夜幕低垂,葉氏大廈頂層的燈光卻依舊如同不眠的燈塔,在濃得化不開的危機陰霾中,散發著一種徒勞而倔強的光亮。然而,燈塔之下的船長室――葉婧那間象征著權力與掌控的巨大辦公室,此刻卻彌漫著一種與外界恐慌同步、甚至更加深沉的、瀕臨極限的疲憊與混亂。
葉婧坐在那張寬大、冰冷、價值不菲的紫檀木辦公桌后,但她的姿態,已與平日里那個腰背挺直、目光如炬、一切盡在掌握的女王形象相去甚遠。
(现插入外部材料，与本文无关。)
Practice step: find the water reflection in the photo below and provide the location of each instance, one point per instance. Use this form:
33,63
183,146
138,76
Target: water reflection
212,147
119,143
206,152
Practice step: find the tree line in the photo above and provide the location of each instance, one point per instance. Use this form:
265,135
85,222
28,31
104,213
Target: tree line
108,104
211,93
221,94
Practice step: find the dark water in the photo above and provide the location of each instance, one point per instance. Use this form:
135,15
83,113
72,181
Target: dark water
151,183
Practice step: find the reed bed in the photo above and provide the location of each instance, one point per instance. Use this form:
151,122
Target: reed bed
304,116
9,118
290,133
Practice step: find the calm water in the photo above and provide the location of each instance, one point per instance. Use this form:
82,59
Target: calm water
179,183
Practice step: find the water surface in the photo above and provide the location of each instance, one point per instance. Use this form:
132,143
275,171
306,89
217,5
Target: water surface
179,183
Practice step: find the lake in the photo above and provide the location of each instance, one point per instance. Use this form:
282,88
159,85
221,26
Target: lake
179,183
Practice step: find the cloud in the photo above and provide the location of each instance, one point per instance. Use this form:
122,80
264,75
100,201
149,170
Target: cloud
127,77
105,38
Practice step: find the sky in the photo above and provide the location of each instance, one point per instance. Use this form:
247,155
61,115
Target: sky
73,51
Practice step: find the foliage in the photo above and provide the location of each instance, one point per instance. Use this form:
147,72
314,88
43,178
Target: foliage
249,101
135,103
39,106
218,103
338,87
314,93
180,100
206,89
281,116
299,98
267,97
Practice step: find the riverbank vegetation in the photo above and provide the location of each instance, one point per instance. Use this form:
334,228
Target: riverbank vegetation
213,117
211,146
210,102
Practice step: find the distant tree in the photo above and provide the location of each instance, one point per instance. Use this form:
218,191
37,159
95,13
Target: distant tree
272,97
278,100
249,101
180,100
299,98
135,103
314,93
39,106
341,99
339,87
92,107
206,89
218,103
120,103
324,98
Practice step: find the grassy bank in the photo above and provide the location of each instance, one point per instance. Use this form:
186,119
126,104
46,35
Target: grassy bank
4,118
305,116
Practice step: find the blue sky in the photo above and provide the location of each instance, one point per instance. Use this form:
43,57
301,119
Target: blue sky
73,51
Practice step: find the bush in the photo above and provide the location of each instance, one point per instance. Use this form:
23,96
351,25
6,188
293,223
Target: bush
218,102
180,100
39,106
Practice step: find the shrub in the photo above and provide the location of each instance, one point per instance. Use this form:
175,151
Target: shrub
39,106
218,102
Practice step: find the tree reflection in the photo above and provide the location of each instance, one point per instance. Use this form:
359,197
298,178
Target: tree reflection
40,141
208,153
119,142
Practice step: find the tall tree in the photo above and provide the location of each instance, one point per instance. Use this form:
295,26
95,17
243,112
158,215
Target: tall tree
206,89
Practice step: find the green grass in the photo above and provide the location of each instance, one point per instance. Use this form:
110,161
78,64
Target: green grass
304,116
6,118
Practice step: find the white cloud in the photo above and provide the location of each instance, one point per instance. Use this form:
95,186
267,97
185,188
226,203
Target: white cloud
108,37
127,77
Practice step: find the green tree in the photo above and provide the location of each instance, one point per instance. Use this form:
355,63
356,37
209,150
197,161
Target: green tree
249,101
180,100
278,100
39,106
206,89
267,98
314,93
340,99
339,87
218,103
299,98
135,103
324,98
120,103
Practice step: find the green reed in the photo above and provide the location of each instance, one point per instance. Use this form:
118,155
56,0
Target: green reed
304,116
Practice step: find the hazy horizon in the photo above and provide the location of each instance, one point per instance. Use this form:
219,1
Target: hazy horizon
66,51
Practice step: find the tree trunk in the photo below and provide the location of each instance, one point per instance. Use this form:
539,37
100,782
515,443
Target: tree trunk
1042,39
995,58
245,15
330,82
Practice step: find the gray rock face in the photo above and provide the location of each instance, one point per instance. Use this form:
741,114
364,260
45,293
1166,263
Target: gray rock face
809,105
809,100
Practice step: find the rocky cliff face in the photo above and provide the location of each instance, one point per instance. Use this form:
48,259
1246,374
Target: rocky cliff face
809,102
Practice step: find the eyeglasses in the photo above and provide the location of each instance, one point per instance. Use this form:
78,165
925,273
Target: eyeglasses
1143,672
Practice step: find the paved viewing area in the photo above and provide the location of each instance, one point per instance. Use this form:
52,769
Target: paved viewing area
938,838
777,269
她身體微微前傾,手肘撐在桌面上,雙手深深插進有些散亂的長發中,指尖無意識地按壓著陣陣抽痛的太陽穴。桌上的文件堆積如山,有“新銳材料”連夜趕制的技術澄清說明草稿,有法務部關于起訴“灰犀牛資本”和舉報劉文瀚的方案,有財務部整理的、密密麻麻標注了紅色預警的現金流壓力測試報告,有公關部擬定的、針對不同危機升級情景的輿論應對預案……每一份都代表著亟待解決的難題,每一份都像一塊沉重的巨石,壓在她的神經和決策能力之上。
她已經超過三十個小時沒有合眼了。咖啡杯在旁邊已經涼透,煙灰缸里塞滿了煙蒂,空氣里混雜著煙草、咖啡和一種因過度疲勞而產生的、淡淡的、屬于人體的酸敗氣息。她的妝容早已在反復的揉搓和汗水下變得斑駁,眼下是濃重的、連最昂貴的遮瑕膏也無法掩蓋的青黑色陰影。平日里一絲不茍的套裝,此刻也因長時間保持同一姿勢而顯得有些皺褶,領口的第一顆扣子不知何時被解開了,露出一截蒼白而緊繃的脖頸。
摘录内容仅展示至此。